La durabilité ne se démontre qu'à une condition : rapporter les impacts non pas au vêtement, mais à un usage, un porté ou un nombre de cycles d'entretien. C'est l'unité fonctionnelle. Un vêtement deux fois plus durable, pour un impact de fabrication comparable, affiche une empreinte par porté bien plus faible. Les normes ISO 14040/44 imposent d'expliciter cette unité : c'est ce qui rend deux chiffres réellement comparables et opposables.

L'intérêt de mesurer

Une ACV multicritère (ISO 14040/44), établie à partir des données réelles du produit et de ses procédés, chiffre simultanément le carbone, l'eau, l'écotoxicité, les microfibres et les ressources, et les rapporte à un usage. Elle rend les leviers pilotables (on sait quoi améliorer, et de combien) et les résultats opposables. En France, l'affichage environnemental des vêtements, fondé sur un coût environnemental calculé selon une logique d'ACV, est encadré depuis le 1er octobre 2025 (décret n° 2025-957) sur une base volontaire : il valorise notamment la durabilité et intègre le relargage de microfibres. Disposer de ses propres données, plutôt que de valeurs par défaut souvent pénalisantes, devient alors un avantage concret.
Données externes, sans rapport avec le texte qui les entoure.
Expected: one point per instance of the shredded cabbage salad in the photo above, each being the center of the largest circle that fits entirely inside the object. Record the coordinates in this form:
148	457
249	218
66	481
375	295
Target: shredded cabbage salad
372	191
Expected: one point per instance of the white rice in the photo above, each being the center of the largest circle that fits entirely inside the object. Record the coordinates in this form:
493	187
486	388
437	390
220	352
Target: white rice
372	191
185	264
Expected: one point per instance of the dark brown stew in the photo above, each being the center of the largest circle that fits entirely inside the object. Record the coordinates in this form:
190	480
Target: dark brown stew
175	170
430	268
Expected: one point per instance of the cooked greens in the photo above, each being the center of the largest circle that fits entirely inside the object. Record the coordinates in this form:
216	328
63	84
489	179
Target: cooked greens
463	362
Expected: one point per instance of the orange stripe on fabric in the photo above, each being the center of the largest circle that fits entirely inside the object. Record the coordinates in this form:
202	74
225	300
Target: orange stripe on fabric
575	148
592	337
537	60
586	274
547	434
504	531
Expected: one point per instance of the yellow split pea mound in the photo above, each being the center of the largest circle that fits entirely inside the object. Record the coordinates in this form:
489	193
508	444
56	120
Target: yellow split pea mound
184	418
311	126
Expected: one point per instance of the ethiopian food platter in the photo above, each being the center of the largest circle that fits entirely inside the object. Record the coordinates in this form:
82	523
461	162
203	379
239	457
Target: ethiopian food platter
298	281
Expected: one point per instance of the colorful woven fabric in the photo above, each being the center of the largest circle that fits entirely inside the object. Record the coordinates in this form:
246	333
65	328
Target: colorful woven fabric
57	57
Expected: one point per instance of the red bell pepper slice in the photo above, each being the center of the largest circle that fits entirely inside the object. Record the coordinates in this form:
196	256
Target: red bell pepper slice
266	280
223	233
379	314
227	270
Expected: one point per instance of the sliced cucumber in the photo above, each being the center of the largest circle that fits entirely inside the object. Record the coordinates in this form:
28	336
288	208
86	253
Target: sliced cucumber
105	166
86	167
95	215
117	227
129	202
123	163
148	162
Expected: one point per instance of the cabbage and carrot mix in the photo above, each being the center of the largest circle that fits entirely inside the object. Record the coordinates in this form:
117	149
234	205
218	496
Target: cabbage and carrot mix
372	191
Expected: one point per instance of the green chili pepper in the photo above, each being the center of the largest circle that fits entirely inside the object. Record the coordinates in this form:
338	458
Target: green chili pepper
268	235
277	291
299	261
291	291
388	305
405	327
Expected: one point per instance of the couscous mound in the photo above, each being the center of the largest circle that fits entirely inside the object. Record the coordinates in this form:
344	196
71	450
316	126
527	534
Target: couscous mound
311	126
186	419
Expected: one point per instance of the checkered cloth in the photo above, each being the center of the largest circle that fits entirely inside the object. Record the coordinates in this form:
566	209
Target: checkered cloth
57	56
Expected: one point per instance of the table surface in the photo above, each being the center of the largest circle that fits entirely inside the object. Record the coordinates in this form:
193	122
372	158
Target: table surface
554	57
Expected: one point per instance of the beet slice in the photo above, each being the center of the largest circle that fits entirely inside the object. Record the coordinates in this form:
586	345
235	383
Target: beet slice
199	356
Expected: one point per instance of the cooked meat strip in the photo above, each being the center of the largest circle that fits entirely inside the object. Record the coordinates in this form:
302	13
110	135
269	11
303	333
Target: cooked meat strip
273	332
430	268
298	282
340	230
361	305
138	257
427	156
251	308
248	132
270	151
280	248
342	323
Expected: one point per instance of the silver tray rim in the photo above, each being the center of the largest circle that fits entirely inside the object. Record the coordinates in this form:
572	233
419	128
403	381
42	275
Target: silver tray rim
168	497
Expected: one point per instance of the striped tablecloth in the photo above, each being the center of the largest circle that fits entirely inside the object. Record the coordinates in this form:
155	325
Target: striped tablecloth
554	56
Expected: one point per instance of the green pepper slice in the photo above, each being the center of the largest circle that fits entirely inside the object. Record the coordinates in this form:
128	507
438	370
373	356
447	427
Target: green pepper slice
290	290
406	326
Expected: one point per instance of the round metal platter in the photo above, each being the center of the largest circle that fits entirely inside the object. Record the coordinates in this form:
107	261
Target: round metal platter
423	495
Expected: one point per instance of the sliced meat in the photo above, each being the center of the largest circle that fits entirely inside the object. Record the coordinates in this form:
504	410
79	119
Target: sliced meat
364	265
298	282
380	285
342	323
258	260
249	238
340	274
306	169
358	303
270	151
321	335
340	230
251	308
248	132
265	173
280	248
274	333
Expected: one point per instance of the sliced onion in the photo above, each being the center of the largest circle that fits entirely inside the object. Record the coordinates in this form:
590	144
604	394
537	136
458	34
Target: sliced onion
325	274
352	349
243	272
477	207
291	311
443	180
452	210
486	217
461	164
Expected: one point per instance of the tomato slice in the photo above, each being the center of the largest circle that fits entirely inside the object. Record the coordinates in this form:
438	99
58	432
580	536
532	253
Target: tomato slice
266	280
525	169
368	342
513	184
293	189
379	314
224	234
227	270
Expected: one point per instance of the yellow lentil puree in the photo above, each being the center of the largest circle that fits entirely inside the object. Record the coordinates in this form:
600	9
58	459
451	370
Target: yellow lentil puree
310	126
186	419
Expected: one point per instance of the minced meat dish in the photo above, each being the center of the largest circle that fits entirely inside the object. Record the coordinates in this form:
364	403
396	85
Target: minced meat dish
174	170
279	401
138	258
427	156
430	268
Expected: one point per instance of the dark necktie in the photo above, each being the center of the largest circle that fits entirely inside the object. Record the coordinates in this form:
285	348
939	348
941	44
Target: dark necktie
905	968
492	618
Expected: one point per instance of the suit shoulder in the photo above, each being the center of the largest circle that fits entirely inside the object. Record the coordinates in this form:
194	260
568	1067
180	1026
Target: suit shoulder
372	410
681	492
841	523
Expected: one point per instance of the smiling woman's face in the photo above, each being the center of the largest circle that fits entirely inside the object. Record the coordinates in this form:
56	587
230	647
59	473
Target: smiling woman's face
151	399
Mesurer, ici, n'est pas une contrainte : c'est ce qui transforme une performance en argument.

Sources & références

  1. Agence européenne pour l'environnement (EEA), Textiles in Europe's circular economy (briefing 2019, données EU-28 pour 2017) : la consommation de textiles est le 4ᵉ poste de pression sur l'eau et les matières premières dans l'UE (2ᵉ sur l'usage des sols) ; ≈ 1,3 t de matières et 104 m³ d'eau par habitant, dont ~85 % et ~92 % hors d'Europe. eea.europa.eu
  2. Agence européenne pour l'environnement, Microplastics from textiles: towards a circular economy for textiles in Europe : le lavage des synthétiques, première source de microplastiques primaires dans les océans (≈ 35 %, estimation 2017). eea.europa.eu
  3. Parlement européen, Fast fashion : les mesures de l'UE pour une consommation textile durable : production textile ≈ 20 % de la pollution mondiale des eaux, principalement du fait de la teinture. europarl.europa.eu
  4. Commission européenne, Centre commun de recherche (JRC) : meilleures techniques disponibles (BAT) pour les procédés humides du textile (préparation, teinture, apprêts). joint-research-centre.ec.europa.eu
  5. Décret n° 2025-957 du 6 septembre 2025 relatif au calcul et à la communication du coût environnemental des produits textiles (affichage volontaire, en vigueur au 1ᵉʳ octobre 2025). legifrance.gouv.fr
  6. ISO 14040 et 14044 : principes, cadre et règles (unité fonctionnelle, frontières, allocation) en Analyse de Cycle de Vie.

Les ordres de grandeur cités illustrent des tendances documentées à l'échelle du secteur ; appliqués à un produit précis, ils doivent être recalculés à partir de données spécifiques. Cet article a une vocation informative et ne constitue pas un avis normatif.